EVE SSO/ESI verify with Angular/TypeScript

EVE Technology and Research Center Third Party Developers
#1

Hi

I’m trying to load the ClientID in Angular with TypeScript. The whole OAuth2 solution works. I have a token. But as soon as I want to do the verify, for a clientID, nothing works anymore.

My token:

grafik
grafik.png1603×233 49 KB

Bud verify dosn’t work. My code:

    OnGetUser() {
    const headerss = new HttpHeaders();
    headerss = headerss.set('Authorization', 'Bearer ' + this.bearerToken);
    this.http.get('https://esi.tech.ccp.is/verify', {headers: headers}).pipe(first()).subscribe((user: any) => {
        console.log(user);
    }, (error) => {
        console.log(error);
    });
}

The response is always a CORS failure. The error:

grafik
grafik.png1735×311 71.7 KB

What’s my problem?

Gruss
Roland

#2

That would be what you want. You can validate the token locally, as the token is a JWT token. That endpoint would be used server side to validate v1 tokens.

#3

Hi

Thank for the fast response.

For my understanding. The CORS exception result from? Or you mean my characterID is encoded in the token?
I’ve analysed my token with https://jwt.io/. The token is valid but I can’t see my characterID. I search my id in an Android App and test it with get standings. But the same issue.

grafik
grafik.png1717×433 97.4 KB

I’ve only one header and use GET. This is ok?

grafik
grafik.png1726×744 98.5 KB

#4

First of all you are using the old ESI url which doesn’t exist anymore. You should be using https://esi.evetech.net as the base for ESI requests, (only ESI requests, not SSO).

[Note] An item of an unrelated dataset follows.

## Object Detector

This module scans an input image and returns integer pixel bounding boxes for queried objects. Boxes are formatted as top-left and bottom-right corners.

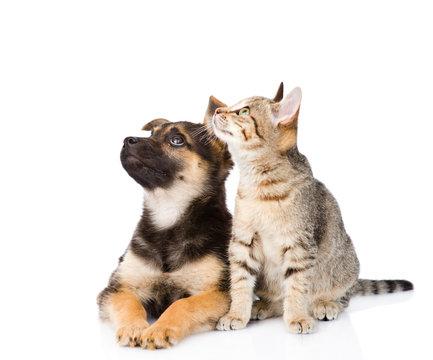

Once you switch to the correct URL you original /verify/ request will work. Just won’t be required as all the same info is in the token.

Your characterID is in the token:

...
"sub": "CHARACTER:EVE:123456789",
...

Where it is the number in the sub property.

1 Like
#5

Many thanks. The CORS problem is solved with this url.
https://esi.evetech.net/latest/characters/${character_id}/standings/
But now … 403… :-/
I meant that was easier.

grafik
grafik.png1741×1195 191 KB

#6

I’ve parse my token in my code. The token is ok.

{
  "scp": [
	"publicData",
	"esi-calendar.respond_calendar_events.v1",
	...
	"esi-corporations.read_outposts.v1",
	"esi-characterstats.read.v1"
  ],
  "jti": "2c091c69-b90b-4388-af8f-728cf9dd58cc",
  "kid": "JWT-Signature-Key",
  "sub": "CHARACTER:EVE:2114826488",
  "azp": "e8c5338545274f5d917cfae15d5aca2e",
  "name": "TheBadSenior Momaki",
  "owner": "RmwBYWpPah1FQTHeAVp2qGZzQDA=",
  "exp": 1547223985,
  "iss": "login.eveonline.com"
}

expdate is also ok.

grafik
grafik.png1343×177 27.6 KB

#7

Make sure you are setting the token to be the whole JWT token. Not just the first part of it like you have in your picture.

#8

I send the whole token.

grafik
grafik.png2965×279 70.1 KB

The token I was send is the access_token property.
grafik
grafik.png2797×729 297 KB

I extract the token and save it as token.
grafik
grafik.png2873×747 300 KB

This token use it in the header as Bearer token.

#9

Confirm that its setting the header correctly. It looks, from the log there, its setting the Authorization header to an array, when it should just be like "Authorization: Bearer TOKEN".

#10

Hi
I have tested a lot more. Without success. The response is always a 403. I use code from my other projects. Therefore, I suspect the error as with my token.
Do you know an Angular project that works? Where to look for it?

#11

I could solve the Problem.

#12

This topic was automatically closed 90 days after the last reply. New replies are no longer allowed.